Three local news and opinion items in particular jumped out at me this week displaying how, just in this one provincial community, these efforts might take shape. Rural communities in Western Massachusetts are dying. They survived and thrived during the initial stages of the deindustrialization and financialization of the regional economy by transitioning from centers of agriculture and small scale manufacturing into bedroom communities for the urban employment centers which remained nearby. The people who lived or still live in those locations are aging beyond the stage of life in which one has school age children and therefore school populations have collapsed. Economies of scale which existed at a certain level of population have disappeared and demand for exurban housing has weakened just enough that systems are wobbling.

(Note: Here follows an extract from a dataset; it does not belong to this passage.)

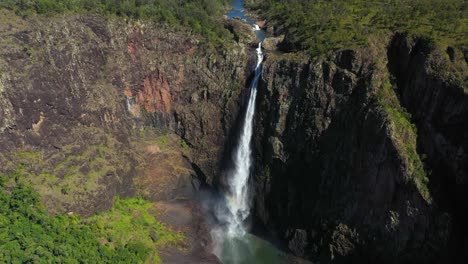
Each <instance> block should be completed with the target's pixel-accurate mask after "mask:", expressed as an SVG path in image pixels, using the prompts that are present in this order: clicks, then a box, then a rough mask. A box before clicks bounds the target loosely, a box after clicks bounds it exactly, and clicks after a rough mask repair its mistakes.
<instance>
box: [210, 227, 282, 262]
mask: <svg viewBox="0 0 468 264" xmlns="http://www.w3.org/2000/svg"><path fill="white" fill-rule="evenodd" d="M279 253H280V252H279V251H278V250H277V249H276V248H275V247H274V246H273V245H272V244H271V243H269V242H268V241H265V240H263V239H260V238H258V237H256V236H254V235H250V234H247V235H245V236H243V237H242V238H228V237H226V238H225V240H224V241H223V244H222V245H221V254H220V256H219V258H220V259H221V261H222V262H223V263H224V264H276V263H284V262H282V261H281V259H280V256H279Z"/></svg>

Ideas are evolving into strategies, and strategies into legislation at the state level with proposals for increased funding for rural school districts, cash payments to remote workers willing to relocate, changes in infrastructure to promote demand for housing in rural areas, and incentives for creating jobs in sparsely populated areas all being actively discussed. From the outside it seems clear that the people promoting these initiatives are hoping to find a kind of Goldilocks Zone in which the policies attract just enough people to maintain a stable population with just the right amount of school age children to provide educational services with exactly the infrastructure that worked over the last 40 years while at the same time replacing lost businesses with precisely the sort of businesses that will provide a perfect level of employment; but not so much that their “rural character” is endangered. This is an Apollo 13 scenario.

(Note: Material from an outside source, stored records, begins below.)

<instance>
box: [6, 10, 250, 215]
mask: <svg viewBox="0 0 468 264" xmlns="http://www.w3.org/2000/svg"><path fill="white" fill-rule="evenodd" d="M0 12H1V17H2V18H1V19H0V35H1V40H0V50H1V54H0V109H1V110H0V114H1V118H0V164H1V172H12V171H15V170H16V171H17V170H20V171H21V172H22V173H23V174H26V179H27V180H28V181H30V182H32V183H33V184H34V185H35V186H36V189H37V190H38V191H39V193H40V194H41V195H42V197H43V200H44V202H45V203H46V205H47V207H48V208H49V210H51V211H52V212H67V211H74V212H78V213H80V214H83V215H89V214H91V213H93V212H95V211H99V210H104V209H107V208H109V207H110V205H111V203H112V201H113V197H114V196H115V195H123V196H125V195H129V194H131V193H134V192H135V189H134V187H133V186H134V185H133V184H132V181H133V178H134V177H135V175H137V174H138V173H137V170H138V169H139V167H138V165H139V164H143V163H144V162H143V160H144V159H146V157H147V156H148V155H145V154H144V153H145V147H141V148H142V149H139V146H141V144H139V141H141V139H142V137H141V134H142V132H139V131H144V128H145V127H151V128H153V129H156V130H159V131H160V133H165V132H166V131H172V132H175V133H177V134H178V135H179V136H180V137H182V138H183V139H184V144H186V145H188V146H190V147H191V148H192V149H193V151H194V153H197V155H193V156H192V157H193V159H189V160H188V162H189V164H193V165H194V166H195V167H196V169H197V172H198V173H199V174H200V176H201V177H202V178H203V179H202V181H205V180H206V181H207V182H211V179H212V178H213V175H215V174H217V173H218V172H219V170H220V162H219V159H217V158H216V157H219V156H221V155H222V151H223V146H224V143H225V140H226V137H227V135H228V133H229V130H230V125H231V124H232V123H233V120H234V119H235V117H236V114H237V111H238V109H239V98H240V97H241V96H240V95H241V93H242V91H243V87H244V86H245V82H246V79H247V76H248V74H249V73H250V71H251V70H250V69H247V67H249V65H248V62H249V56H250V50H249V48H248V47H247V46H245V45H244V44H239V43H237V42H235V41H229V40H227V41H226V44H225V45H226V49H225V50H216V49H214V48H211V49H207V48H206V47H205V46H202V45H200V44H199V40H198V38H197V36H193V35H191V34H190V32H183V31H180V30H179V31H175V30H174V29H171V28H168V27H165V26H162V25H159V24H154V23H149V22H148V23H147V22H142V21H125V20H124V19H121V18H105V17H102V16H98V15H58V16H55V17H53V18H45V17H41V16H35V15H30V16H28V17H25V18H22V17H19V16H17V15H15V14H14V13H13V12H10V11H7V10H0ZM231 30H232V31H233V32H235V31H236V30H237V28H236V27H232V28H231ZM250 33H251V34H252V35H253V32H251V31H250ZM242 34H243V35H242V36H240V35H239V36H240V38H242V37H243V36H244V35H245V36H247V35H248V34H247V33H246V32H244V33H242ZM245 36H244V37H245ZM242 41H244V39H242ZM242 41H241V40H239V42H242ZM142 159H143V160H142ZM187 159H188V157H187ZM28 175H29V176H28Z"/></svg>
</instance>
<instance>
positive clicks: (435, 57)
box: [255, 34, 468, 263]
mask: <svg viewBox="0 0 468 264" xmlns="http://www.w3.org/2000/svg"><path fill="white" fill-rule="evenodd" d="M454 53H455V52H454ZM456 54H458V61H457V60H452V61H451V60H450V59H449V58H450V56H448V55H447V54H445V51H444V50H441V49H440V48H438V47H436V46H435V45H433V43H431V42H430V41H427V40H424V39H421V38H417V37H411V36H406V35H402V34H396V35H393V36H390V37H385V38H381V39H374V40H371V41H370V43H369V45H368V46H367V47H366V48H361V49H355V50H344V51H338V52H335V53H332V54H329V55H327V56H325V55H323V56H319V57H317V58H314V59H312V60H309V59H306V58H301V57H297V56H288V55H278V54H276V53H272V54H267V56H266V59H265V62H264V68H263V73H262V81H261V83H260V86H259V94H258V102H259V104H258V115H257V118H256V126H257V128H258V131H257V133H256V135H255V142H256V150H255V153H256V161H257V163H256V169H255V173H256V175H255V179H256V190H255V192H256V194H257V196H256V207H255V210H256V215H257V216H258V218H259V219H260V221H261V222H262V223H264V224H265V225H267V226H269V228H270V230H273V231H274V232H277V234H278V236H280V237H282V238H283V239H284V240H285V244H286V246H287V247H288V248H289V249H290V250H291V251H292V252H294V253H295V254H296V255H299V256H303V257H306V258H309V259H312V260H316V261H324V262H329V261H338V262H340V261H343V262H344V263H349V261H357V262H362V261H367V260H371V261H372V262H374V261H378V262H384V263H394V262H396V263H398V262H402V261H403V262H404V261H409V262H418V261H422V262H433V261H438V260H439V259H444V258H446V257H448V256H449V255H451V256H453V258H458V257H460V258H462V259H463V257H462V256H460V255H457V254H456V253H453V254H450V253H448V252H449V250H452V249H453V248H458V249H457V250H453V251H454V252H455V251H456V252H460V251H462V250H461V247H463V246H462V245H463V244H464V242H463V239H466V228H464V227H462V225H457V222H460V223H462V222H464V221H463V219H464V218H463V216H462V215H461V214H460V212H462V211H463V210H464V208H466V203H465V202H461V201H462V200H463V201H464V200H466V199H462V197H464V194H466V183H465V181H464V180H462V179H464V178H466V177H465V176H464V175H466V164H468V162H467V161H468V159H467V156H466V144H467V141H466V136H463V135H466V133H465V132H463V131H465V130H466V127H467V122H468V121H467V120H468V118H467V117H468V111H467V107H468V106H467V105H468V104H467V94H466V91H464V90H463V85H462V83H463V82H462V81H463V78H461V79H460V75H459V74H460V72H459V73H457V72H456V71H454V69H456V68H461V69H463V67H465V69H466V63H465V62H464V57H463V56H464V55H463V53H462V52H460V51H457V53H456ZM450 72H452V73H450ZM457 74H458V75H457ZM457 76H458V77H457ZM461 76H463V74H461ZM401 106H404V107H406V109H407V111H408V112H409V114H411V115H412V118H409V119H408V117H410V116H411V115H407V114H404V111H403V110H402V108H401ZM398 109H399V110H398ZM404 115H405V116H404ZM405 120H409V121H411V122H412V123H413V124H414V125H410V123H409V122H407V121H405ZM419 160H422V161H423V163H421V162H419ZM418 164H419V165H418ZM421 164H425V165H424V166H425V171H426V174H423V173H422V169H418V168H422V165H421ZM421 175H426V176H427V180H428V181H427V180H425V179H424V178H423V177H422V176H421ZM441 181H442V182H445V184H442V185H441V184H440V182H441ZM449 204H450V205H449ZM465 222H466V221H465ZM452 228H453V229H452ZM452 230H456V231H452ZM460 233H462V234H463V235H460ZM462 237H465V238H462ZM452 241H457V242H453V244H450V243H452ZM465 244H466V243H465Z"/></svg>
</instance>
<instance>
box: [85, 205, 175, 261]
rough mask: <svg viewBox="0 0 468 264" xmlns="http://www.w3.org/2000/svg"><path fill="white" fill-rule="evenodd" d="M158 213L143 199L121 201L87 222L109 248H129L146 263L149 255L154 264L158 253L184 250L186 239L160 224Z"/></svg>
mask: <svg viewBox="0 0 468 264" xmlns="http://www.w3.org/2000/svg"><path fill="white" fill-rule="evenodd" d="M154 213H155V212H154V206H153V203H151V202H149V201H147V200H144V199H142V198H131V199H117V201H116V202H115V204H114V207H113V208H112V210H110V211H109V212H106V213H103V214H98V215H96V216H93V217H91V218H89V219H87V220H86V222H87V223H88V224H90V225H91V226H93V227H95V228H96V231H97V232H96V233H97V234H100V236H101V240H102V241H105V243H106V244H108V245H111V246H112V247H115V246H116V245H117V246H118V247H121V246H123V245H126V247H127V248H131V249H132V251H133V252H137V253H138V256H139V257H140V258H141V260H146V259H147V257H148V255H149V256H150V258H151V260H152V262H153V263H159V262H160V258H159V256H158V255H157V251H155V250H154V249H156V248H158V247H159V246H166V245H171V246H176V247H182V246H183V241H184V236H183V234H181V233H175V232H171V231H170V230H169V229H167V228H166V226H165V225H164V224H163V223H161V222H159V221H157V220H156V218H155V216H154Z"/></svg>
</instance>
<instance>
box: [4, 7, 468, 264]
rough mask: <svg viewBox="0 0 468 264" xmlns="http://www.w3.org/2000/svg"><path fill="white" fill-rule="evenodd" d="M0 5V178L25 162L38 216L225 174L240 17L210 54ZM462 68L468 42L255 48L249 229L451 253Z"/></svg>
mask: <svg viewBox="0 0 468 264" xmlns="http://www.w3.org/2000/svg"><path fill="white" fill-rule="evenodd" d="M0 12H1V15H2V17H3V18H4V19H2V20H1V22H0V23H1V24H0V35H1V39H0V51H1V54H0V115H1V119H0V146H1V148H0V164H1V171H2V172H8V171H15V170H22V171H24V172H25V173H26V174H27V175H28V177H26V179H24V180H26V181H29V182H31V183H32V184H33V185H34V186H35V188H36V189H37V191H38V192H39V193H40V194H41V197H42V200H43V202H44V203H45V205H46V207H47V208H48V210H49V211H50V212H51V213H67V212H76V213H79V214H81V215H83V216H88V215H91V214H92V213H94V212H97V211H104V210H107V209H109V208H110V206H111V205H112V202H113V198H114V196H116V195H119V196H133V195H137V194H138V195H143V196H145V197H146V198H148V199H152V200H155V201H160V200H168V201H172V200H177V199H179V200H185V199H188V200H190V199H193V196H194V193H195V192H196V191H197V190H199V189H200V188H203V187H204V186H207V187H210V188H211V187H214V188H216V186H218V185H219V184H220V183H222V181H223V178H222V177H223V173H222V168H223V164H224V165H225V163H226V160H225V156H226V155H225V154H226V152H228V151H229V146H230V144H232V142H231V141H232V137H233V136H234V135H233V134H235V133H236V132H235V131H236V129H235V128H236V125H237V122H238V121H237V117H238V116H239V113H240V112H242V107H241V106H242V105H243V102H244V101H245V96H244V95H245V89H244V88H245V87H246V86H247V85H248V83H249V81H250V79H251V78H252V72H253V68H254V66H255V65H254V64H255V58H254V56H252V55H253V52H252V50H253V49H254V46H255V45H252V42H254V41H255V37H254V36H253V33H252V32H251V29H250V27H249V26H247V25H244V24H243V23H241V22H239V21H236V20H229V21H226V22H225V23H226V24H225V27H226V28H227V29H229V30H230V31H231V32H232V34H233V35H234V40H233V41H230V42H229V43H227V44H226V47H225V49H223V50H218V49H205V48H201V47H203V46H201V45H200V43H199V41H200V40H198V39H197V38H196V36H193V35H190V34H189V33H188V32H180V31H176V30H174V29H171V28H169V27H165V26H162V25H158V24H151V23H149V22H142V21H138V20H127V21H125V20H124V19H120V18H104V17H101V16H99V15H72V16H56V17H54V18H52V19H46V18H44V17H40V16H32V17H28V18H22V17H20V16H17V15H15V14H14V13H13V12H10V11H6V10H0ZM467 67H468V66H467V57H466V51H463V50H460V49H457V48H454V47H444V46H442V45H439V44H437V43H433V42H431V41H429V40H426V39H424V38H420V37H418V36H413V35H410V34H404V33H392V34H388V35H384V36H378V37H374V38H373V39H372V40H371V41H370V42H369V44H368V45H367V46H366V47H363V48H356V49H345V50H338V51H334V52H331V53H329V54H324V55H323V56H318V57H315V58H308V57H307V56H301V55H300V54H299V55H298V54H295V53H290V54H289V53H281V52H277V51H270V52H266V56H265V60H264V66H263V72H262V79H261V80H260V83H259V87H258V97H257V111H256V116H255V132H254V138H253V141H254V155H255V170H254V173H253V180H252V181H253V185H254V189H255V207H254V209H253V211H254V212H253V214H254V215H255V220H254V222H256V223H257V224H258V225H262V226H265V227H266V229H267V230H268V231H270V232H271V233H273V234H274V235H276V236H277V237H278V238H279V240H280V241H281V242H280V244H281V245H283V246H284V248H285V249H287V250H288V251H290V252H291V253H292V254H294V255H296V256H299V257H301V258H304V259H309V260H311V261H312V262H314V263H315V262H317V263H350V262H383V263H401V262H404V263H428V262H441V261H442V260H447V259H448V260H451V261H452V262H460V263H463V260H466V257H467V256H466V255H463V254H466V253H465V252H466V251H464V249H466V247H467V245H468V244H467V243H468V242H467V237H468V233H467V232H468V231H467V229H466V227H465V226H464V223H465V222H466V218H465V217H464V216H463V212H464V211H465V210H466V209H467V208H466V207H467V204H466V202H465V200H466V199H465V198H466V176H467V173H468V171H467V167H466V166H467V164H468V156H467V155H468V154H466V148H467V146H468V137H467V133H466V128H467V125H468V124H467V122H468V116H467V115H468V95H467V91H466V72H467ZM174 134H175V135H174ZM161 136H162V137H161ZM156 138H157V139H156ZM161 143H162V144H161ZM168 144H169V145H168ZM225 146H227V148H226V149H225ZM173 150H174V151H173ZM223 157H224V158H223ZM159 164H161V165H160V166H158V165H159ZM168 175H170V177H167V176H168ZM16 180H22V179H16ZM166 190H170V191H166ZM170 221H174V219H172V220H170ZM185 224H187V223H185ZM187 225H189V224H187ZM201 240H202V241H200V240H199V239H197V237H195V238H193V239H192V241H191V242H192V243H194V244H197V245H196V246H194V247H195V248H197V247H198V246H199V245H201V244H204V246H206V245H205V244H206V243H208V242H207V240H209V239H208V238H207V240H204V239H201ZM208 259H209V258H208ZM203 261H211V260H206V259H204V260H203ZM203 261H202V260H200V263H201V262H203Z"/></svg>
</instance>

Incidentally, I add the demand that all of this change not change anything the current residents don’t want changed ( i.e. everything but their home values, level of service, and the demographic make-up of their community) based on news items like this one in which the existence of a Dollar General isn’t permitted because it doesn’t conform to the vision these people have for their community, or this little item requesting that rural residents be exempted from any mileage taxes given that they would be disproportionately, and in their minds unfairly, burdened by such a tax; why should people who use the roads most have to pay so much in user fees after all?
I want more of what makes my city a city in my city. The only person I’ve heard complain about the increased traffic from MGM is a lawyer with a nearby office who wants to be able to get to his suburban home without the inconvenience that, I kid you not, occasionally having to sit through a light might bring. Everyone else wants the proposed new hotels to open, the contractually obligatory market rate housing to be built, the proposed new retail and restaurants to begin construction, and for infill development to begin; these things give us all more of what we came here for.
You can criticize suburbanites for wanting their communities preserved in amber, but the “Hill People”; they want everyone and everything else to change in order to keep everything they love about living wild and free in the wilderness exactly as it is, but all the while demanding that everyone else pay to see to it that they not suffer any diminution of access to the aspects of civilization that they enjoy. I don’t hate the hinterlands, I actually love them for exactly what they are, if only the people who lived there felt the same way.
Reminds me of a favorite saying of mine:
“By ‘moving to the country,’ the suburbanites destroy the very thing they seek.”
I blame Thomas Jefferson.
He created this very civilized “rural” idyll outside Charlottesville (where he built his university) called Monticello.
It was actually very urban in its amenities, and of course, it required a legion of unpaid slaves to support it. But Goddammit, it was “in the country” and it was a “farm.”
Exactly. To me the classic example is John Denver’s “Rocky Mountain High”: “…more people, more scars upon the land…”
You mean people like you? Moving to the Rocky Mountains like you? Oh!
He’s John Denver, he had no choice but to move to Colorado!
My favorite local example is a nearby “rural” valley largely despoiled by 1970s-1980s McMansions. The residents were up in arms when a developer proposed a small subdivision that was in many respects better designed than their own semi-rural neighborhood. “Keep Green Valley rural” was the cry. Well, it is too late for that, you’all ruined it starting 40 years ago.